The intent of this chapter is to contribute to developing theoretical foundations for explaining and promoting teachers’ professional growth in collaborative groups. Building upon the general sociocultural framework on teachers’ practices (Wenger, 1998) and the construct of communities of inquiry (Jaworski, 2006), as well as an adapted model of professional growth (adapted from Clarke & Hollingsworth, 2002), it used the exemplification in one vignette in the community of inquiry to show the following.

  • Theory elements of PD content (PD1), teacher growth (PD2), facilitating (PD3) and PD environment (PD4) are all useful and necessary for explaining and promoting professional growth in collaborative teacher groups. Of course, other vertices and edges of the tetrahedron also serve theorising, but these four may be considered a minimal set.

  • The PD content comprises the classroom mathematics content (in our case, multi-digit subtraction, for which a substantial research background exists), but also the specific teaching practices that the communities of inquiry have chosen to work on—in our case, differentiating and fostering at-risk students’ access to mathematics. Even if an area of PD content is usually not sharply defined in communities of inquiry but successively emerges, unpacking it with respect to the underlying orientations and categories that the teacher community implicitly or explicitly refers to is crucial.

  • Although PD practices are always content-specific, research papers and particularly theorising processes tend to abstract from these contents; however, we should talk more about content-related theorising.

  • The structures of the big theoretical frameworks (communities of inquiry and models of professional growth) are helpful in understanding the complexities and intertwinement of different domains. However, they mainly provide a generic search space. Informing the concrete analysis and especially the concrete PD design and facilitation, they must be elaborated in content-related ways for different areas of PD content (Prediger et al., 2019b). Of course, the large body of mathematics education research on the mathematical content and on mathematics teaching and learning has revealed many candidates for theory elements, most importantly for C1–C3, but also for C4.

  • The generic theory elements from the PD level gain their explanative power when being filled in content-related ways, and this also requires the nesting of corresponding theory elements (C1–C4) from the classroom level into the PD level. The more this nested structure is unpacked, the more we learn in content-related ways about the PD content.

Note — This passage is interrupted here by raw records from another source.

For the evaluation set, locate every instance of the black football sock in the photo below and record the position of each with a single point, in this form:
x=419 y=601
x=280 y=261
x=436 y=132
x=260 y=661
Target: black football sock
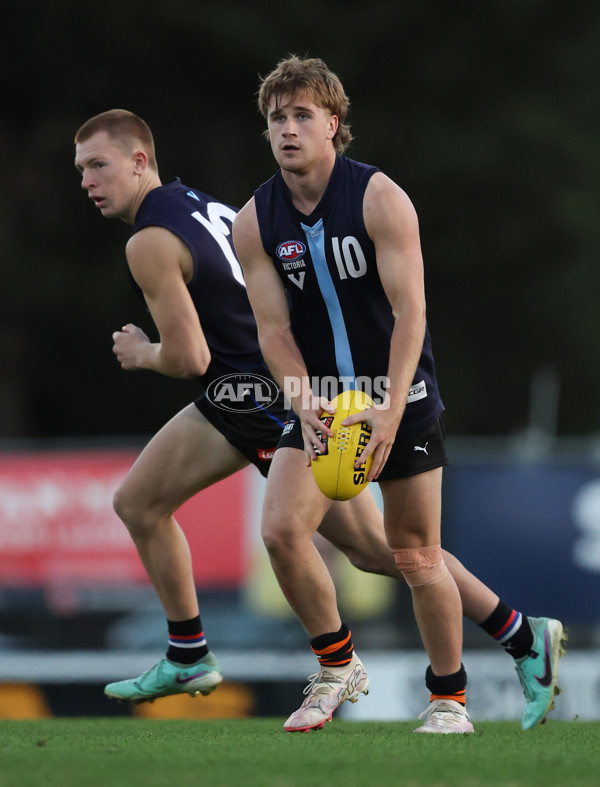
x=187 y=643
x=511 y=629
x=447 y=687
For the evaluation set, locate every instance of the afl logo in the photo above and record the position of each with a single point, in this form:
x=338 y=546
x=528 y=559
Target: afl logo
x=242 y=392
x=291 y=250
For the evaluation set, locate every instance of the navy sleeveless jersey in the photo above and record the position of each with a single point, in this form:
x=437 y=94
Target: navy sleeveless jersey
x=217 y=286
x=341 y=318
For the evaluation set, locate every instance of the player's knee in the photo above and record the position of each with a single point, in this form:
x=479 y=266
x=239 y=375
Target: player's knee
x=129 y=511
x=282 y=540
x=372 y=562
x=421 y=565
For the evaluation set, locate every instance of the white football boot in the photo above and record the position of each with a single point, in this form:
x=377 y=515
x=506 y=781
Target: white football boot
x=326 y=692
x=445 y=716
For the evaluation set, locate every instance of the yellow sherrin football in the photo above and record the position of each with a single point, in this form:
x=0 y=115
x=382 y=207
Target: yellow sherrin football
x=334 y=470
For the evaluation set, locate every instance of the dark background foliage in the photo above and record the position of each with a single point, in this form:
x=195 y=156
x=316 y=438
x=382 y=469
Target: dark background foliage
x=486 y=113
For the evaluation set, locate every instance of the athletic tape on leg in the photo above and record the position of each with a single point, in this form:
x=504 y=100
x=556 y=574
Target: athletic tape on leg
x=421 y=565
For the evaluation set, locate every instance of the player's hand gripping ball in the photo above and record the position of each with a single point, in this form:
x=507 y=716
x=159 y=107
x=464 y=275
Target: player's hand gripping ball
x=334 y=470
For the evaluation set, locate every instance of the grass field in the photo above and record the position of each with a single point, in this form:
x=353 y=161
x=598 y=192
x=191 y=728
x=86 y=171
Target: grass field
x=256 y=753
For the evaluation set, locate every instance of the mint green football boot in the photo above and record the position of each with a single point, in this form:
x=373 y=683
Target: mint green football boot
x=538 y=671
x=167 y=678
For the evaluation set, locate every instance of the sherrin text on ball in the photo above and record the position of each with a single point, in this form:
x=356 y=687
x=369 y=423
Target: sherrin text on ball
x=334 y=469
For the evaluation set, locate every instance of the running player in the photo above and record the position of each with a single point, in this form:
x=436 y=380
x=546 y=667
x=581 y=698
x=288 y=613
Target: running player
x=180 y=256
x=352 y=308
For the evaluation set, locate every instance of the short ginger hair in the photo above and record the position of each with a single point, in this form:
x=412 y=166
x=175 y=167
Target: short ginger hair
x=124 y=128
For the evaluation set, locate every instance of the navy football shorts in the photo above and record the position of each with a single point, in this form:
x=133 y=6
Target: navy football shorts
x=254 y=434
x=410 y=455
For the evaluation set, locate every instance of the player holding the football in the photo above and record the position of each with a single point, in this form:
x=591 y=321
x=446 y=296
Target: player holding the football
x=179 y=255
x=353 y=307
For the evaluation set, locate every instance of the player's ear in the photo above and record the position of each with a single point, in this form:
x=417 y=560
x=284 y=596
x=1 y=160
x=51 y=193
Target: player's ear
x=140 y=161
x=333 y=126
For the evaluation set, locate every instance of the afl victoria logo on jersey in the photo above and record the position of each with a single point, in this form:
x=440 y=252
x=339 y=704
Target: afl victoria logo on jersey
x=291 y=250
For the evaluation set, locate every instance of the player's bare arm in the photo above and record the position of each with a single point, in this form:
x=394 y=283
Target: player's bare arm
x=392 y=224
x=278 y=346
x=161 y=264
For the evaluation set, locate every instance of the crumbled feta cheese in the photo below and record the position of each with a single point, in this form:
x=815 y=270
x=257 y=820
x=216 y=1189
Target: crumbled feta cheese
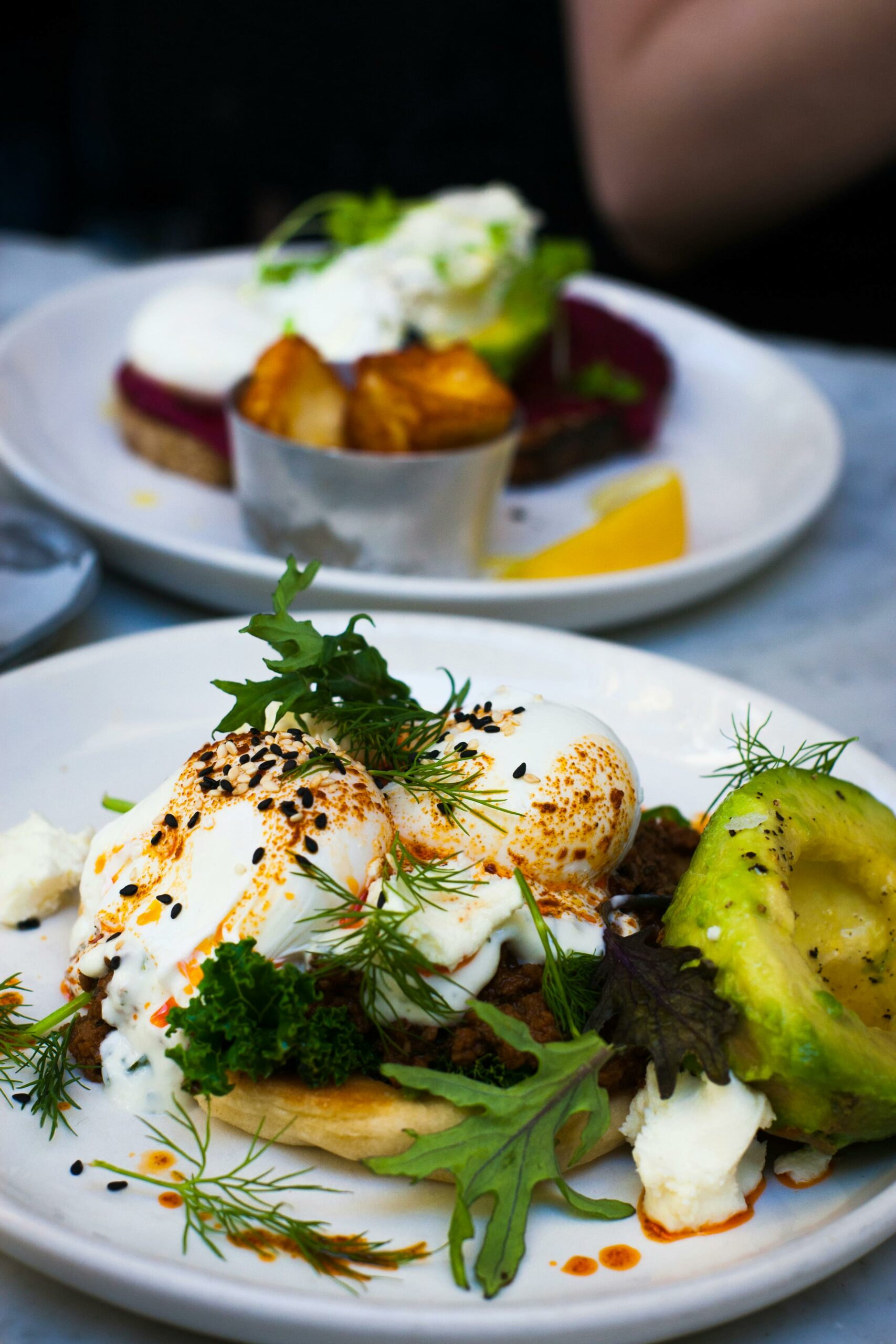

Finally, let me briefly respond to two questions. Is the meta-theoretical reflection here (a) specific to mathematics and (b) specific to PDCG, or could it have been suggested with respect to any form of PD for any subject matter?

  1. (a)

    Whereas other colleagues have emphasised the need to be specific to mathematics, I emphasise that we need even further substantiation in content-specific ways. At the same time, the model itself is not mathematics specific and might be applied also for other subjects, with their particular content.

  2. (b)

    Whereas the above meta-theoretical arguments are not specific to the form of PD in view here (PDCG), the main result of the current case study might be characteristic for the collaborative setting and relevant for supporting collaborative groups. The shared evaluation categories seem to be the crucial point, more than the shared knowledge or orientations as a whole. As long as individual evaluation categories have not really entered the collective domain (as Maria’s ||forgetting||), they cannot exert their influence, and this can also hinder the professional growth of the individual within the collaborative group. This interplay of individual and collective learning in particular will require substantial further empirically grounded theorising.

However, both claims of potential specificity or generalisability will require further PD research, in order to be explored in depth by comparing across content, across subjects and across particular PD settings.